Computer hackers in West Germany broke into a NASA computer network that contains technical information from space shuttle flights and, over a four-month period, gained the ability to "manipulate at will" the data stored there, a West German news report said yesterday.
NASA, responding to the report, said its own computer security system detected three electronic break-ins in August, at least one of which came from West Germany. Spokesmen for the National Aeronautics and Space Administration played down the significance of the incident, saying the network contained unclassified postflight data from the space shuttle.
The hackers reportedly gained access to information by asking the NASA computers for information stored under such key words as "shuttle," "Challenger" and "secret."
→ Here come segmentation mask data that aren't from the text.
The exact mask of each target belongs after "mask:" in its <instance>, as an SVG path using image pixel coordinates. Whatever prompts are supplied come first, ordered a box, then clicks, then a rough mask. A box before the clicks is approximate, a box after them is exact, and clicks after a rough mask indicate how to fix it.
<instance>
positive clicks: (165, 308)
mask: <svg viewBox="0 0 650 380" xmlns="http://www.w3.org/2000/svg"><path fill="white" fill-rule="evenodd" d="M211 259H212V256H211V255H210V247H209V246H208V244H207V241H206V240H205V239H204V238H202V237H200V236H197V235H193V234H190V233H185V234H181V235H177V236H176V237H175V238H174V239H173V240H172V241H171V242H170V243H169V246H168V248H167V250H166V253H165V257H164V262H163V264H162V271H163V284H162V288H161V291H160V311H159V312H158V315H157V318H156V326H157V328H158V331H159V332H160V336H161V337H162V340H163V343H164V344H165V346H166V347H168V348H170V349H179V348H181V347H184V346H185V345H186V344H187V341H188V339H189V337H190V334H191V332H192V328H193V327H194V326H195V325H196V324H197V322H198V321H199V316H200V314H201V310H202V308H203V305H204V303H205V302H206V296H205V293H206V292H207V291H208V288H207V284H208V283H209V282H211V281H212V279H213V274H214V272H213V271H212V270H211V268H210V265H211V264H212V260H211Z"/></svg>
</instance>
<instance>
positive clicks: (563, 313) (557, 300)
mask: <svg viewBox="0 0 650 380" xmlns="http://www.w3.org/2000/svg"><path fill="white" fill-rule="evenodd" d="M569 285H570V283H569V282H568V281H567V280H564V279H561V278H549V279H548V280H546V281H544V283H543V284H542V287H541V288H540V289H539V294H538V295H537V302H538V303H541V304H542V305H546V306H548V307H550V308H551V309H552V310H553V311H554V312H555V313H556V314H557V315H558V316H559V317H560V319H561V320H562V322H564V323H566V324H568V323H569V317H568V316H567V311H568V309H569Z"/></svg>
The NASA network is one of hundreds operated by many different groups around the world as a convenient means of sharing information. The networks are linked to the telephone system, and authorized users can gain access after connecting their own computers to a phone line. In most cases, a user needs to know only the network's telephone number and a password or access code.
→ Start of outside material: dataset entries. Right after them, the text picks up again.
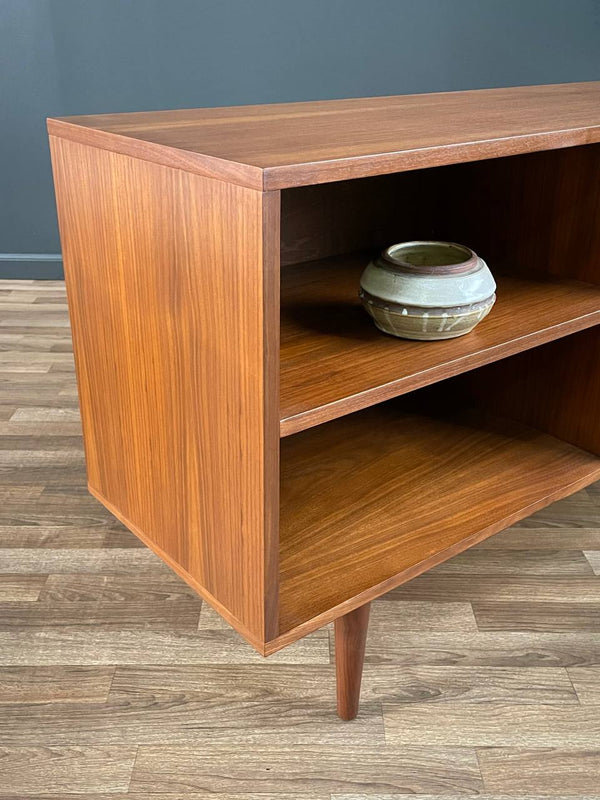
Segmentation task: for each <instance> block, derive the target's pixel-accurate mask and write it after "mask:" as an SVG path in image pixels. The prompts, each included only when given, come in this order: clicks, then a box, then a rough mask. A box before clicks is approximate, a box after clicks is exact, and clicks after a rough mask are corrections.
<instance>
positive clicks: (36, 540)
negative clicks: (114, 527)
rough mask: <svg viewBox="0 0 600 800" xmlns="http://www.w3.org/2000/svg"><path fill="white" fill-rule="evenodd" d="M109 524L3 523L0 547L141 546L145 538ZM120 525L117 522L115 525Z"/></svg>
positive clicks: (64, 547)
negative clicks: (40, 524)
mask: <svg viewBox="0 0 600 800" xmlns="http://www.w3.org/2000/svg"><path fill="white" fill-rule="evenodd" d="M106 527H107V526H96V527H90V528H84V527H81V528H76V527H71V528H67V527H61V526H59V525H54V526H53V525H48V526H43V525H3V526H0V549H2V548H11V549H13V550H14V549H15V548H24V549H27V550H31V549H34V548H40V549H50V550H89V549H92V548H93V549H96V548H98V549H103V548H117V549H122V548H134V547H135V548H141V547H143V546H144V545H143V544H142V542H141V541H140V540H139V539H138V538H137V537H136V536H134V535H133V534H132V533H130V532H129V531H128V530H126V529H125V528H123V530H119V529H117V530H106ZM115 527H116V526H115Z"/></svg>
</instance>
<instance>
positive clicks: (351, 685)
mask: <svg viewBox="0 0 600 800" xmlns="http://www.w3.org/2000/svg"><path fill="white" fill-rule="evenodd" d="M370 608H371V604H370V603H366V604H365V605H364V606H361V607H360V608H357V609H356V610H355V611H351V612H350V613H349V614H346V615H345V616H343V617H339V618H338V619H336V621H335V672H336V678H337V706H338V715H339V716H340V717H341V718H342V719H354V717H355V716H356V715H357V714H358V703H359V699H360V681H361V678H362V667H363V661H364V658H365V644H366V641H367V628H368V627H369V611H370Z"/></svg>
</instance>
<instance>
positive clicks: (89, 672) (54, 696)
mask: <svg viewBox="0 0 600 800" xmlns="http://www.w3.org/2000/svg"><path fill="white" fill-rule="evenodd" d="M114 674H115V667H63V666H59V667H0V703H3V704H8V703H81V702H83V701H85V702H87V703H105V702H106V701H107V700H108V692H109V689H110V686H111V683H112V680H113V677H114ZM0 725H1V723H0Z"/></svg>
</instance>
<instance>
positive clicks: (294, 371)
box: [280, 159, 600, 436]
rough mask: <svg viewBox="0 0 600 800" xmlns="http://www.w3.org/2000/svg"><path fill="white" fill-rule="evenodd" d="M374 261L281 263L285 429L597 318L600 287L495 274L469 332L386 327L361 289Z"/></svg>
mask: <svg viewBox="0 0 600 800" xmlns="http://www.w3.org/2000/svg"><path fill="white" fill-rule="evenodd" d="M599 160H600V159H599ZM368 261H369V256H368V255H365V254H362V255H361V254H357V255H350V256H337V257H334V258H331V259H325V260H322V261H316V262H311V263H307V264H298V265H294V266H290V267H287V268H284V269H283V270H282V289H281V291H282V298H281V400H280V409H281V410H280V415H281V434H282V436H287V435H289V434H292V433H296V432H298V431H301V430H303V429H305V428H307V427H310V426H312V425H317V424H320V423H322V422H326V421H328V420H331V419H334V418H336V417H339V416H341V415H343V414H347V413H349V412H352V411H357V410H359V409H362V408H365V407H367V406H368V405H372V404H373V403H377V402H380V401H382V400H388V399H389V398H391V397H395V396H397V395H400V394H404V393H405V392H409V391H413V390H415V389H418V388H419V387H422V386H427V385H428V384H431V383H434V382H435V381H439V380H443V379H445V378H449V377H451V376H453V375H456V374H458V373H460V372H465V371H467V370H471V369H473V368H474V367H480V366H482V365H483V364H487V363H489V362H491V361H496V360H498V359H503V358H506V356H510V355H513V354H515V353H519V352H521V351H523V350H527V349H529V348H535V347H536V346H537V345H540V344H544V343H545V342H549V341H552V340H553V339H557V338H559V337H562V336H565V335H567V334H569V333H573V332H575V331H578V330H582V329H583V328H587V327H589V326H592V325H596V324H597V323H598V322H599V321H600V288H598V287H595V286H588V285H586V284H583V283H577V282H573V281H568V280H565V281H560V280H554V281H551V280H550V281H542V280H527V279H525V278H519V277H510V276H507V277H502V276H498V293H497V294H498V300H497V302H496V305H495V306H494V309H493V311H492V313H491V314H490V315H489V316H488V317H487V318H486V319H485V320H483V321H482V323H481V324H480V325H478V326H477V328H476V329H475V330H474V331H473V332H472V333H471V334H469V335H468V336H464V337H462V338H459V339H450V340H446V341H440V342H409V341H407V340H402V339H396V338H394V337H391V336H384V335H382V334H381V333H380V332H379V331H378V330H377V329H376V328H375V326H374V325H373V323H372V320H371V319H370V318H369V317H368V315H367V314H366V312H365V311H364V310H363V309H362V307H361V303H360V300H359V298H358V285H359V279H360V275H361V272H362V270H363V269H364V268H365V266H366V265H367V263H368ZM535 352H536V353H537V350H536V351H535ZM593 357H594V356H593V355H590V356H589V357H588V360H589V361H591V360H592V359H593ZM535 359H536V355H535V354H532V356H531V361H532V362H535ZM506 369H511V368H510V367H507V368H506ZM564 369H565V370H568V369H569V367H568V365H565V367H564ZM571 371H572V370H571ZM571 377H572V376H571V375H570V374H569V375H568V376H565V379H567V378H571ZM567 385H568V386H570V385H571V384H570V383H569V382H567Z"/></svg>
Hackers are computer enthusiasts who enjoy the challenge of dialing into computer systems without authorization. Computer security experts say it is virtually impossible to make a computer network immune to break-in. Persistence, logic and clever computer programs allow hackers to break access codes and find passwords relatively easily.
The computer network, called the Space Physics Analysis Network (SPAN), is one of several that NASA operates. Stringency of access to NASA networks varies depending on the degree of risk posed by unauthorized access, an agency statement said. The networks are monitored and attempted break-ins, which are fairly common, are investigated, the NASA statement said.
SPAN allows scientists and engineers in various universities and other research centers quickly to send or receive technical data from a space flight. Its chief goal is to provide NASA managers with analyses of spacecraft performance.
"Any individual or organization engaged in NASA-related research can apply for access to SPAN," a NASA statement said. "We know of no classified information which can be accessed through the network."
William Marshall, a NASA spokesman, said the space agency could not comment on the claim that the hackers had been able to manipulate data. The hackers did not claim that they had actually done so. But Marshall observed that legitimate users can enter new data into the system.